Dans cette tribune, Eric Topona Mocnga, journaliste tchadien à la radio allemande Deutsche Welle, analyse les relations souvent troubles entre l’Afrique et Jean-Marie Le Pen, fondateur du parti d’extrême droite française Front national (devenu Rassemblement national) décédé le 7 janvier 2025. Pour M. Topona Mocnga, Le Pen semble avoir fait sienne cette devise du philosophe allemand Friedrich Wilhelm Nietzsche : « Il faut entrer dans la vie par un duel ». 

Tout mène à penser, lorsque l’on porte sur son parcours tumultueux un regard rétrospectif, que Jean-Marie Le Pen ne se sentait véritablement homme que dans le combat. L’Afrique aura été, tout au long de sa carrière politique, son fonds de commerce politique le plus lucratif et l’immigration africaine en France, la matrice fédératrice de ses discours et de ses prises de position dans le débat public français. Comment comprendre cette obsession de Jean-Marie Le Pen et sa stigmatisation constante d’une immigration africaine responsable de graves périls pour la société française, souvent bien plus fantasmés que réels ?

Engagé dans les guerres coloniales

Il faut d’abord remonter à sa trajectoire politique et son engagement dans les guerres d’Algérie (1954 à 1962) et d’Indochine (1946-1954) pour défendre une certaine idée de la grandeur de la France. Jean-Marie Le Pen est de ces nostalgiques d’un « empire qui ne veut pas mourir » et dont il n’a eu de cesse de vouloir restaurer la grandeur perdue. Ce n’est pas seulement par des postures tribunitiennes, mais aussi les armes à la main qu’il s’engage pour combattre aux côtés de « patriotes » pour préserver l’hégémonie coloniale de la France. Proche de l’Organisation armée secrète (OAS), qui lutta pour l’Algérie française et dont les faits d’armes en termes de barbouzeries sont connus, il s’opposera au retour au pouvoir du général de Gaulle en 1962 et il lui fera le reproche éternel d’avoir capitulé face aux nationalistes algériens.
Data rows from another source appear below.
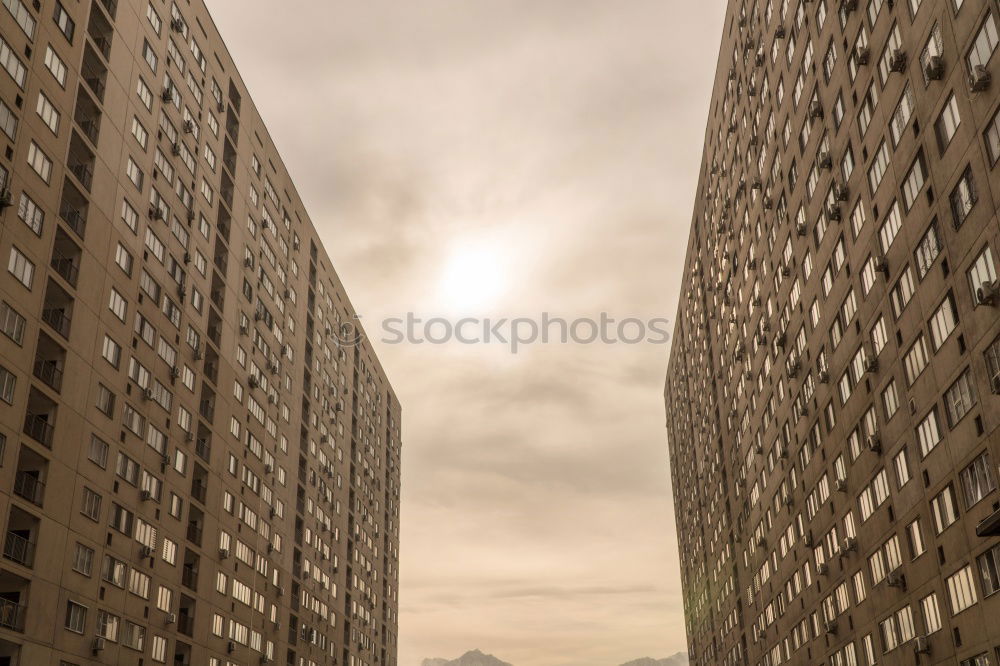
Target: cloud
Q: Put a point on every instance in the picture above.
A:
(536, 505)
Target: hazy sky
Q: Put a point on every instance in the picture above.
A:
(505, 158)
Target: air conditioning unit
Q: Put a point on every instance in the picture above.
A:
(988, 293)
(979, 79)
(934, 68)
(871, 364)
(897, 61)
(896, 579)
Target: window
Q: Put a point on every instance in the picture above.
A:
(55, 65)
(963, 198)
(139, 132)
(944, 511)
(960, 398)
(915, 538)
(21, 267)
(145, 94)
(914, 181)
(153, 18)
(962, 590)
(901, 116)
(890, 400)
(98, 452)
(992, 136)
(927, 250)
(943, 322)
(8, 121)
(978, 480)
(117, 304)
(111, 351)
(149, 55)
(47, 112)
(878, 166)
(989, 570)
(915, 360)
(76, 617)
(928, 433)
(11, 323)
(134, 173)
(64, 22)
(91, 506)
(12, 64)
(932, 616)
(105, 400)
(83, 559)
(29, 213)
(985, 43)
(982, 271)
(947, 123)
(39, 162)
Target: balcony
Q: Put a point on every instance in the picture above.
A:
(49, 361)
(40, 418)
(87, 115)
(57, 310)
(100, 31)
(18, 548)
(80, 161)
(13, 601)
(19, 542)
(73, 206)
(66, 257)
(93, 72)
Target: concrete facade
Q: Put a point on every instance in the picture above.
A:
(194, 467)
(832, 397)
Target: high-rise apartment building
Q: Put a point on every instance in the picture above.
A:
(832, 398)
(193, 469)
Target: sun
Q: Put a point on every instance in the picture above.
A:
(474, 277)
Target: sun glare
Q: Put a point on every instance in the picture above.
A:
(474, 276)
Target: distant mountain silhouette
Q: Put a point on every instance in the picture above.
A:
(679, 659)
(471, 658)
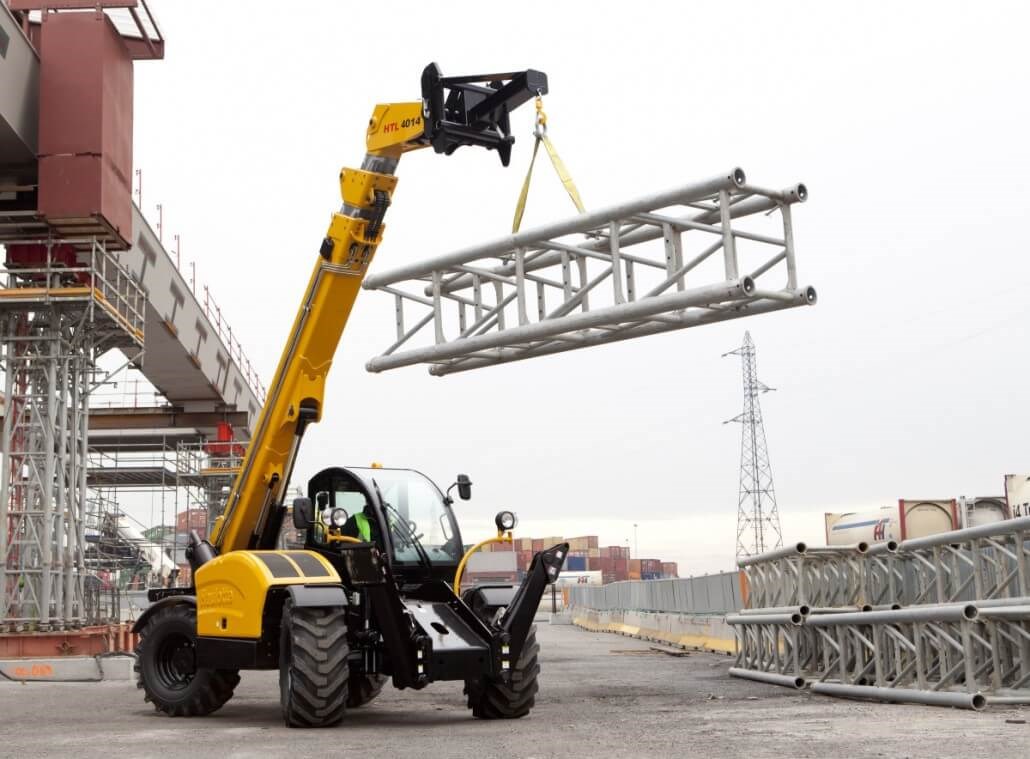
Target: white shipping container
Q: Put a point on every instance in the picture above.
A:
(983, 510)
(1018, 495)
(907, 519)
(580, 578)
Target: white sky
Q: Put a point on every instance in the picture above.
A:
(907, 123)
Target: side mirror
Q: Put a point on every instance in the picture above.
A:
(304, 513)
(464, 487)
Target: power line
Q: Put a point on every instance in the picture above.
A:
(757, 516)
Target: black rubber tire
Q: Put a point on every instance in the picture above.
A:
(365, 688)
(313, 668)
(165, 644)
(491, 699)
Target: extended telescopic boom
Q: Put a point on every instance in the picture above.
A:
(454, 111)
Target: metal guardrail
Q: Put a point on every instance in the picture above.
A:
(979, 563)
(96, 277)
(942, 620)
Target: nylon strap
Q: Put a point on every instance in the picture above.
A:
(559, 169)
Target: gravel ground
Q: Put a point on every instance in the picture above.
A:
(602, 695)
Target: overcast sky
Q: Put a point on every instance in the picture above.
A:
(907, 123)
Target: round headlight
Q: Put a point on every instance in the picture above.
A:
(506, 520)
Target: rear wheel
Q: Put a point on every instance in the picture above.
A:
(365, 688)
(492, 699)
(166, 667)
(313, 669)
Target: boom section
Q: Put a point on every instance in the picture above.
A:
(295, 399)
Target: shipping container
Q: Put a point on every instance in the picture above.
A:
(576, 563)
(192, 519)
(907, 519)
(605, 564)
(579, 578)
(1018, 495)
(982, 510)
(583, 543)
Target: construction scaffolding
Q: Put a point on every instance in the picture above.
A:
(63, 305)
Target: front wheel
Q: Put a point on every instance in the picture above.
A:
(313, 668)
(166, 666)
(492, 699)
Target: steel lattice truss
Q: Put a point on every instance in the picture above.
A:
(941, 620)
(958, 655)
(716, 250)
(988, 562)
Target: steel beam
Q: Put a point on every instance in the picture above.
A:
(576, 283)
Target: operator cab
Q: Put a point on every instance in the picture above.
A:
(421, 538)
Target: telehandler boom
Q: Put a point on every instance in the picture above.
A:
(375, 593)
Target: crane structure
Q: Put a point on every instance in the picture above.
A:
(376, 590)
(757, 515)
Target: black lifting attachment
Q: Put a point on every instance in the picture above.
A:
(473, 110)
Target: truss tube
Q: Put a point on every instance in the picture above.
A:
(668, 323)
(734, 179)
(613, 314)
(936, 613)
(794, 618)
(975, 701)
(788, 681)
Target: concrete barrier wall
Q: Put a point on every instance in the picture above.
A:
(683, 630)
(687, 613)
(709, 594)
De retour en France, le combat politique de Jean-Marie Le Pen ne s’illustre pas, au départ, sur des questions relatives à l’immigration. Son engagement politique se focalise prioritairement sur l’avenir de la France dans une construction européenne dans laquelle il redoute de voir disparaître le prestige de son pays. En revanche, c’est lorsque Valéry Giscard d’Estaing accède à la magistrature suprême, en 1974, et favorise une immigration de travail en France que Jean-Marie Le Pen fait des thématiques autour de l’immigration d’Afrique subsaharienne et du Maghreb les pierres angulaires de son combat politique. Il a notamment en ligne de mire les politiques de regroupement familial, qu’il juge périlleuses à moyen ou long terme pour la préservation de « l’identité française ». Le Front national (FN) qu’il crée en 1972 s’appropriera cette thématique dans l’espace politique, tant et si bien qu’une partie de l’électorat français, qui n’en fait pas une préoccupation dans les années 1970, commence en revanche à lui prêter une oreille attentive au milieu des années 1980, jusqu’au séisme de l’élection présidentielle de 2002 qui verra le candidat socialiste Lionel Jospin éliminé dès le premier tour.

Un long casier judiciaire

En Afrique, la qualification de Jean-Marie Le Pen au second tour de l’élection présidentielle en France, donc l’éventualité de le retrouver aux portes du pouvoir suprême, a produit l’effet d’un « coup de tonnerre », pour reprendre les termes de Lionel Jospin, le soir même de ce basculement historique dans la vie politique française. De nombreux Africains en étaient à redouter de se voir expulser vers l’Afrique. La question que l’on peut se poser a posteriori est celle de savoir si l’Afrique avait raison de redouter une accession du « Menhir » – J.-M. Le Pen était surnommé ainsi en référence à ses origines bretonnes – à la magistrature suprême. Répondre à cette interrogation somme toute légitime revient à revisiter les postures ambiguës de Jean-Marie Le Pen dans ses relations avec l’Afrique.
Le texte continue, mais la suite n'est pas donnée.